J’ai toujours eu beaucoup d’estime pour l’éclectisme et la qualité des réalisations musicales d’Olli et je considère que j’ai beaucoup de chance que mes compositions lui plaisent, assez pour s’investir dans Martin Dupont, au détriment quand même de ses autres projets. Comme avec Thierry, c’est un plaisir de travailler avec lui, il écoute, propose, et il s’intègre sans le moindre problème d’ego. En plus, c’est un grand professionnel ! De leur côté, Brigitte et Beverley ont bénéficié des possibilités numériques pour travailler à distance et nous rejoignent avec la même fraîcheur et la même implication qu’à l’époque pour caler leurs parties.
L’opus Kintsugi sorti ce mois de février vient compléter les albums Just Because, Sleep Is A Luxury, Hot Paradox en proposant des réarrangements luxuriants et maitrisés d’anciens morceaux. Pourquoi être reparti de l’existant pour cet album ? Etait-ce une manière pour le nouveau line-up de faire corps et d’enrichir le son natif de Martin Dupont avant d’entamer la création de nouvelles compositions ? Ou est-ce une manière de conjurer "l’ignorance publique" dont vous avez fait l’objet par le passé et redonner une visibilité légitime à votre musique qualitative ?
J’ai toujours été tellement motivé pour faire des nouveaux morceaux que j’avais tendance à ne pas me donner la peine de peaufiner ou finaliser un morceau pour pouvoir vite en créer un nouveau. Avec l’arrivée des nouveaux membres, j’ai d’abord eu envie de finaliser un travail que je n’avais pas complètement accompli.
Le Kintsugi est une technique japonaise ancestrale qui consiste à réparer un objet céramique en soulignant ses lignes de failles avec de la poudre d’or au lieu de les masquer…. c’est finalement tout un art de la résilience sublimée, si l’on y regarde de près. Y-a -il un message subliminal derrière le choix de ce nom ? Y a -t-il quelque chose qui se répare chez Martin Dupont aujourd’hui pour poursuivre l’aventure sonore ?
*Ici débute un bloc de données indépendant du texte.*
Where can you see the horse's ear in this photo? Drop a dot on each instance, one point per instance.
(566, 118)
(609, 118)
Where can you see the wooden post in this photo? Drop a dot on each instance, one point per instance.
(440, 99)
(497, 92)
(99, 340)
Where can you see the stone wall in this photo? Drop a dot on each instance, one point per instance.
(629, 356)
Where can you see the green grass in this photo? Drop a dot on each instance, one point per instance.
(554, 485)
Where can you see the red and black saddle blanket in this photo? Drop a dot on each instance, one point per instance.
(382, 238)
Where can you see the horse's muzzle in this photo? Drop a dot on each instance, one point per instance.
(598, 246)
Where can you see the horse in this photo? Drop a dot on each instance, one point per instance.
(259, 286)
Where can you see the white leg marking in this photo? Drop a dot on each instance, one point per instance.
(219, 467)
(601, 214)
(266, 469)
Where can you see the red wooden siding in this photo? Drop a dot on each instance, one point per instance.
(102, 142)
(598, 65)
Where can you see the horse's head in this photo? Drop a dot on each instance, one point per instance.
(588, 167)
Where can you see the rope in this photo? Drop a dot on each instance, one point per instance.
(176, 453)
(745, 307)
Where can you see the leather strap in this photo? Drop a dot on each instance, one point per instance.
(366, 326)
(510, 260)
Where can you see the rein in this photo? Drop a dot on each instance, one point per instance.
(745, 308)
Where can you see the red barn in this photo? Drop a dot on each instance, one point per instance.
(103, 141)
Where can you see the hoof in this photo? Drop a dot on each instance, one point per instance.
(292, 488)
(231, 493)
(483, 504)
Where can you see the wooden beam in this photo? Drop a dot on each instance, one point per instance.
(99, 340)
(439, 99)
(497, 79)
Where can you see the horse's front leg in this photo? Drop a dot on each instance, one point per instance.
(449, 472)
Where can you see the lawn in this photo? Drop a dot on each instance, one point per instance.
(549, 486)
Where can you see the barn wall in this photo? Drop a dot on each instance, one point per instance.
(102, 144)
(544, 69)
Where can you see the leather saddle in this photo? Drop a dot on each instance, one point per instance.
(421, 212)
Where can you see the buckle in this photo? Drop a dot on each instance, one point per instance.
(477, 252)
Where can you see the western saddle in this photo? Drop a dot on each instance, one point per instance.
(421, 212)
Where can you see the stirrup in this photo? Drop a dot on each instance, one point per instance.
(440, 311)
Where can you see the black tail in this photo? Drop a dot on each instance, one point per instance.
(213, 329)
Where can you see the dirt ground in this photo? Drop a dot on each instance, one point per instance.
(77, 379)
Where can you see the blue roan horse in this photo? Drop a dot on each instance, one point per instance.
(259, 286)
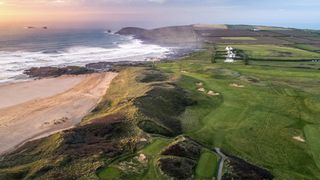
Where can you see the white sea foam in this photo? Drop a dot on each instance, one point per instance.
(12, 64)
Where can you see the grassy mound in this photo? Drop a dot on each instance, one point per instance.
(160, 108)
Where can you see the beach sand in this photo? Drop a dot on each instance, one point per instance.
(34, 109)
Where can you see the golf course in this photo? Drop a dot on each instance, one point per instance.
(165, 120)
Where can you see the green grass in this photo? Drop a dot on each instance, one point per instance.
(111, 173)
(308, 47)
(275, 52)
(207, 165)
(257, 122)
(156, 146)
(312, 133)
(239, 38)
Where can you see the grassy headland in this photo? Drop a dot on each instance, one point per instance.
(165, 121)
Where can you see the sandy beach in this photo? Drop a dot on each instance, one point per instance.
(29, 110)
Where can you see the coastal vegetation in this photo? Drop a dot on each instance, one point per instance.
(165, 121)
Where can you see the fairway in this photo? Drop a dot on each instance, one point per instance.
(258, 121)
(207, 165)
(239, 38)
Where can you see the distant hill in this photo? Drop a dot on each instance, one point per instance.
(200, 33)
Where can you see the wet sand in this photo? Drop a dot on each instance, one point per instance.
(29, 110)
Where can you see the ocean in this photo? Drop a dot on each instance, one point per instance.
(25, 48)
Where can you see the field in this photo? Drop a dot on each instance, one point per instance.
(207, 165)
(239, 38)
(275, 52)
(166, 121)
(258, 121)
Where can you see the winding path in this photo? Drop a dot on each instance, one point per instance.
(221, 162)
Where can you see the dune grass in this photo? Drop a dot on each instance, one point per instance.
(207, 165)
(239, 38)
(256, 122)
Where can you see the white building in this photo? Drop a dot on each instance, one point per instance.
(231, 55)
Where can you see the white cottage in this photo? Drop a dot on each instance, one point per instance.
(231, 55)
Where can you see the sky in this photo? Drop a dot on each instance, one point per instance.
(155, 13)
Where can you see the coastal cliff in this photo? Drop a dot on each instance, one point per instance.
(165, 35)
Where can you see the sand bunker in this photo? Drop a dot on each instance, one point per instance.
(299, 138)
(59, 104)
(237, 85)
(212, 93)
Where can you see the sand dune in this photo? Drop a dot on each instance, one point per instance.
(39, 108)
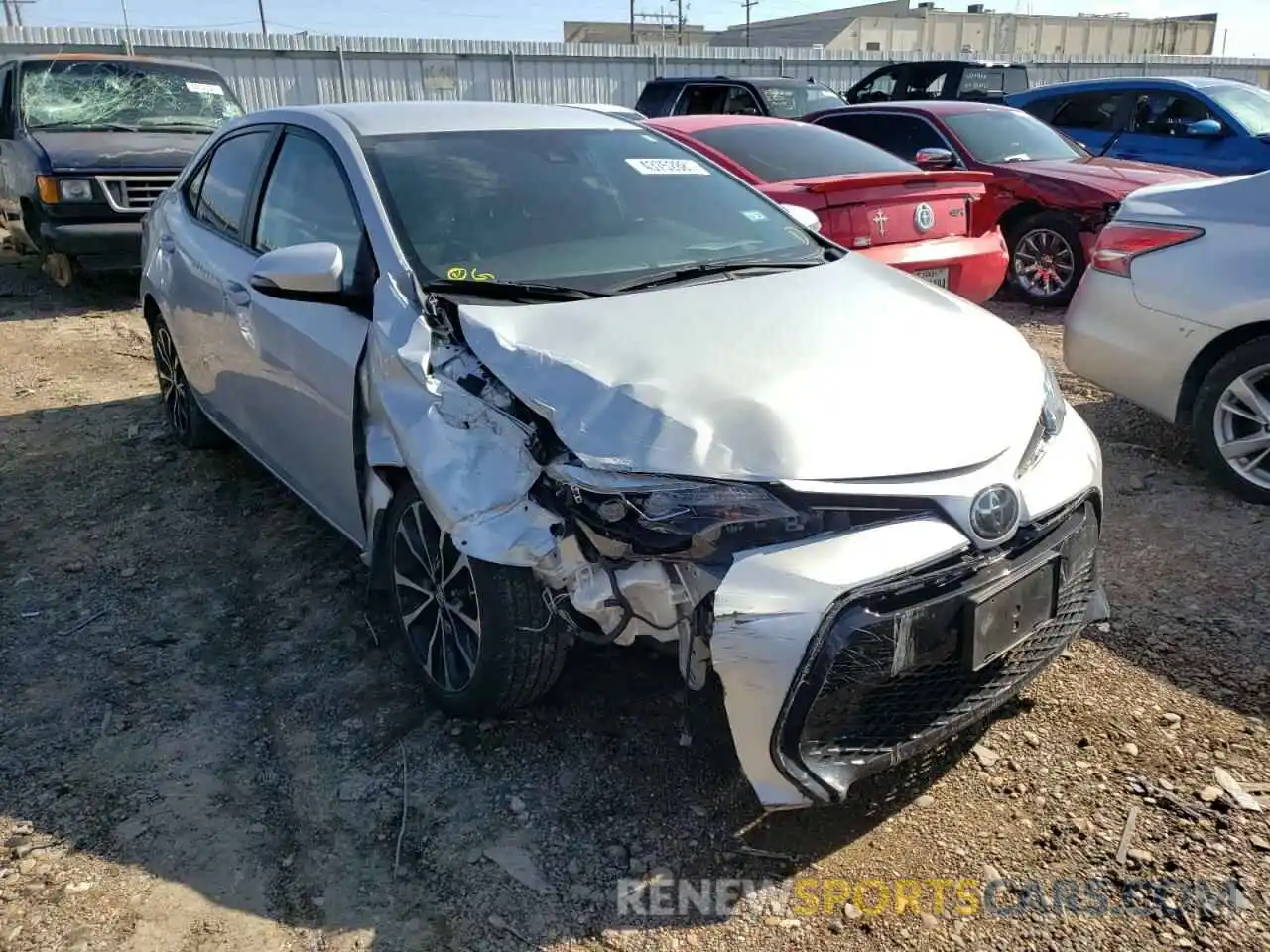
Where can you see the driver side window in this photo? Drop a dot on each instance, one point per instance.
(879, 89)
(307, 199)
(740, 102)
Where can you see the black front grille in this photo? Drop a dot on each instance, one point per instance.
(858, 711)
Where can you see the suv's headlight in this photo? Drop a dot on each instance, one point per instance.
(75, 189)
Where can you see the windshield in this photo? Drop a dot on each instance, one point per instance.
(588, 208)
(1250, 105)
(783, 151)
(85, 94)
(1008, 136)
(794, 102)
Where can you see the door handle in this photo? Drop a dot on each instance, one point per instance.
(238, 294)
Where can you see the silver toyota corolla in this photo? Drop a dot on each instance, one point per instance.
(559, 377)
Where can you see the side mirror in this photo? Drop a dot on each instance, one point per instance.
(1206, 128)
(803, 216)
(309, 272)
(934, 159)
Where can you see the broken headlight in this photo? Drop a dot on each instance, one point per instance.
(668, 509)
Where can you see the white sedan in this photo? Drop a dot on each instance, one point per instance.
(558, 379)
(1174, 313)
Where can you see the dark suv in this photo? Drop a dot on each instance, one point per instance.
(769, 95)
(89, 141)
(947, 79)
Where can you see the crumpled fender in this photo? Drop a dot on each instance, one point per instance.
(468, 460)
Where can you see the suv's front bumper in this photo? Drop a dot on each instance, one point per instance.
(96, 245)
(844, 655)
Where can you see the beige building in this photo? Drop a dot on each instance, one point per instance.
(645, 32)
(975, 30)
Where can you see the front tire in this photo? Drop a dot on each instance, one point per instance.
(1230, 420)
(186, 417)
(481, 635)
(1047, 259)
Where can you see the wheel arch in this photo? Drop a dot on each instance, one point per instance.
(1206, 359)
(1021, 212)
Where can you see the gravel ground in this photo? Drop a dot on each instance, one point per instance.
(202, 744)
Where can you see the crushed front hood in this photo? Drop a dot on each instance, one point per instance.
(847, 371)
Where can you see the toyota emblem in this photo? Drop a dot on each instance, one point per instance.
(924, 217)
(994, 513)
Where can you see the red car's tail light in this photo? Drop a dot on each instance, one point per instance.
(1119, 243)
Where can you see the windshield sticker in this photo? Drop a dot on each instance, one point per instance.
(463, 275)
(667, 167)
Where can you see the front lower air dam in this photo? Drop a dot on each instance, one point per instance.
(846, 655)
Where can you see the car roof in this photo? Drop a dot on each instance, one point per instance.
(968, 63)
(753, 80)
(108, 58)
(930, 107)
(715, 121)
(1127, 81)
(449, 116)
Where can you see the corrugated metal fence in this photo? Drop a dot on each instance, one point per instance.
(298, 68)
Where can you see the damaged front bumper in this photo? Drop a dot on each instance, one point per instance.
(839, 661)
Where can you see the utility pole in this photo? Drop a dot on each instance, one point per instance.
(748, 5)
(661, 17)
(127, 30)
(13, 12)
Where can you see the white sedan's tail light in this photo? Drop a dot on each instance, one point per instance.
(1119, 243)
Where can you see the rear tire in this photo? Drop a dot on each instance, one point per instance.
(1047, 258)
(481, 635)
(1233, 393)
(186, 417)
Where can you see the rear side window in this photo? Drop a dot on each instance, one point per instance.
(899, 135)
(705, 100)
(786, 151)
(1087, 111)
(225, 186)
(657, 98)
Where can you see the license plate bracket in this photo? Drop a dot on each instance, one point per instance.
(998, 619)
(939, 277)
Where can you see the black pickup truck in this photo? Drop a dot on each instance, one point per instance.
(89, 141)
(940, 79)
(766, 95)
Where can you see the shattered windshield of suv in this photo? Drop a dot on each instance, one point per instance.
(104, 94)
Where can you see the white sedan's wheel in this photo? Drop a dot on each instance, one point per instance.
(437, 601)
(1230, 420)
(481, 635)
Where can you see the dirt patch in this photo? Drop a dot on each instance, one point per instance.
(202, 746)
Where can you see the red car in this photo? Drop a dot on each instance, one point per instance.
(1049, 195)
(864, 197)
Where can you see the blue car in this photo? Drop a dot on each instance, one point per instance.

Oui la métaphore me convient parce que j’ai effectivement l’impression que le travail appliqué que nous avons fait sur Kintsugi a réellement sublimé des compositions que j’avais laissées en friche.
Après les concerts qui ont signé le retour de Martin Dupont le 21 janvier dernier dans la cité phocéenne et le 12 février à Paris, le groupe se prépare pour une douzaine de dates en Europe et Outre Atlantique au printemps 2023. Dans quel état d’esprit êtes-vous tous ?
À la fois épatés car c’est une aventure incroyable qui s’est mise en place spontanément sans que nous l’ayons vraiment imaginé, anxieux aussi car nous devons une exigence de niveau qui donne le sentiment que ce n'est jamais assez bien ; et quand même excités, car ça va être un périple fascinant et, j’en suis certain, l’occasion de belles rencontres.
Comment vois-tu l’avenir de Martin Dupont ? Des projets en perspective après la tournée américaine ?
On trépigne tous pour se lancer dans le prochain album, et en même temps nous souhaitons mûrir et enrichir nos prestations scéniques, notamment sur le plan visuel ; mais les choses vont certainement se faire petit à petit, à l’occasion des rencontres et des collaborations, qui ne manqueront pas.